En Sicilia, la situación era similar a Nápoles.[36]​ Entre 1620 y 1650, el reino contribuyó con unos diez millones de escudos a la Hacienda real, mientras que solía disponer de entre seiscientos y ochocientos mil al año.[36][12]​ Para obtener recursos, el Gobierno siciliano hubo de aumentar la deuda pública y los impuestos, además de vender patrimonio, como en Nápoles.[36][12]​ En esto contribuyó la nobleza, que dominaba el Parlamento de la región, que se reunía cada tres años.[36]​ La emisión de deuda pública creó una clase de rentistas y detrajo inversiones de los sectores productivos, que se destinaron indirectamente a la guerra.[36][12]​ Además, la amplia venta de patrimonio real hizo que la Hacienda siciliana perdiese parte de sus ingresos y dependiese del capital privado.[36][12]​ Creció mucho la influencia de los hombres de negocios genoveses y la de letrados y juristas, que compraron parte del patrimonio real puesto en venta.[37][12]​ Aumentó notablemente el grupo de rentistas, al tiempo que también lo hacía la presión fiscal en un momento de depresión en la región, aquejada por epidemias (peste de 1642), penurias (carestía en 1635-1637 y 1646-1648), y pérdida de producción agrícola.[37]​ La guerra agudizó la explotación del campesinado por los rentistas, tanto aristócratas como burgueses.[37]​ Los intentos de la Hacienda napolitana de aumentar las remesas monetarias a la Corona supusieron un crecimiento de las gabelas —impuestos al consumo que afectaban al pueblo llano, ya que muchos privilegiados estaban exentos de pagarlas—.[38]​ En Sicilia, a diferencia de Nápoles, se formó un bloque de interesados en explotar el Estado en su beneficio constituido por la nobleza y el funcionariado, los arrendadores de impuestos, los hombres de negocios y altos funcionarios de la Administración.[39]​ las víctimas del proceso fueron los campesinos y el grueso de la población urbana.[39]

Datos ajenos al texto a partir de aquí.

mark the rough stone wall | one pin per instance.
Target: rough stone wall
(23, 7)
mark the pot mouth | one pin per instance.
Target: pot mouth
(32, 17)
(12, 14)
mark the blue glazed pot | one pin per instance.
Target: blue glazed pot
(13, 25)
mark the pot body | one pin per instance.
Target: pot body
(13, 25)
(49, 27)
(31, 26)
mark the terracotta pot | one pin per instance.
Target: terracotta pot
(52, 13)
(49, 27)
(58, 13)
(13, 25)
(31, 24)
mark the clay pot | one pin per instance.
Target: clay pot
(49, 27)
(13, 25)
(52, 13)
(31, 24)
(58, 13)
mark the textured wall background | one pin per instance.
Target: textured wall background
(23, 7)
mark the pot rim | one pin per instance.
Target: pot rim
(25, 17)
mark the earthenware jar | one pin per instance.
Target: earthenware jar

La concurrencia de una epidemia de fiebres, malas cosechas que originaron carestía de alimentos en 1647 y 1648 y la intensa presión fiscal precipitaron el estallido de la rebelión en Sicilia.[38][39]​ Esta fue, principalmente, una protesta antifiscal centrada en Palermo.[38]​ La revuelta comenzó el 20 de mayo con una protesta por la reducción del peso del pan.[38][39]​ La manifestación degeneró en motín de los más desfavorecidos, encabezados por el molinero Antonio La Pilosa, que asaltaron la cárcel de la ciudad y un par de casas de recaudadores de impuestos y destruyeron unos puestos de pago de gabelas.[40][39]​ Los rebeldes lograron la supresión de cinco gabelas que gravaban alimentos básicos y el nombramiento de un nuevo Parlamento, formado por hombres del virrey y dos comerciantes adinerados escogidos por los gremios, que se habían sumado a la revuelta.[40][39]​ A lo largo del mes estallaron protestas similares en numerosas localidades de la isla, con iguales motivos antifiscales y en las que al pueblo llano se unieron algunos miembros de la clase media.[40][39]

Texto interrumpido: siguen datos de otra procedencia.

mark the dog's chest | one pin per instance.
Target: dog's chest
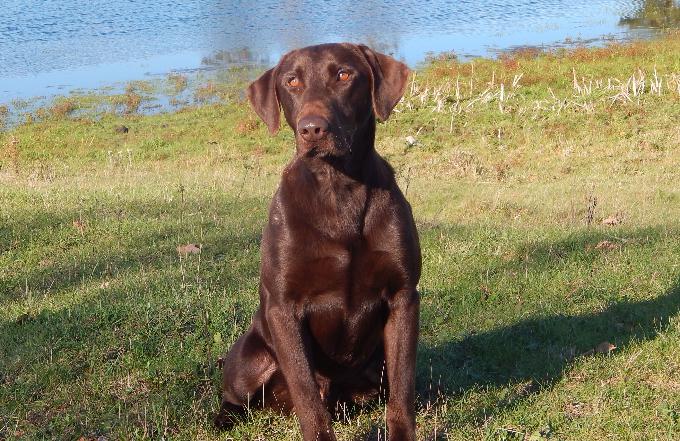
(346, 303)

Al mismo tiempo, las maestranzas comenzaron a ayudar a las autoridades a sofocar las revueltas y a imponer nuevas gabelas que asegurasen el pago de las rentas, de las que dependían, aunque esta vez son exceptuar de ellas a sectores de la población y gravando artículos que también afectaban a los más acomodados.[41]​ Los cabecillas populares fueron perseguidos, así como los intelectuales reformistas.[41]

El 15 de agosto, ante el bulo de que varios cónsules habían sido asesinados en el palacio real tras acudir a ver al virrey, estalló una nueva revuelta, encabezada por el batidor de oro Giuseppe D'Alessi, en la que destacaron los curtidores y pescadores.[41][39]​ El virrey huyó en una galera y también lo hizo gran parte de la nobleza.[41]​ D'Alessi, sin embargo, optó por pactar con las autoridades a cambio de que estas aceptasen gran parte de las exigencias de los insurrectos, que quedaron plasmadas en los cuarenta y nueve capítulos estipulados por las partes.[42][43]​ Pese a ello, fue asesinado por los elementos más radicales de la rebelión el día 22, con la colusión de parte de los nobles y la aquiescencia del propio virrey.[44][43]​ La reacción a la muerte, no obstante, obligó a las autoridades a confirmar la aceptación[45]​ de los artículos pactados con el difunto.[44]

La última fase de la revuelta, que se extendió hasta mediados de 1648, fue la de hábil aplastamiento por parte del virrey interino, el cardenal Teodoro Trivulcio que, como sucedió en Nápoles, alternó dura represión con magnanimidad para poner fin a la rebelión.[44][45][43]​ La represión fue especialmente draconiana en los feudos, mientras que la lenidad se usó principalmente en las ciudades.[45][43]​ En julio, cuando ya había logrado recuperar el control de casi toda la isla, desplegó tropas españolas en Palermo.[44][43]​ A continuación, las autoridades lograron que las maestranzas solicitasen la abrogación de los cuarenta y nueve capítulos y paulatinamente se fueron eliminando las reformas que habían obtenido los rebeldes.[44][43]​ Las conjuras antiespañolas posteriores fracasaron y fueron castigadas severamente.[44]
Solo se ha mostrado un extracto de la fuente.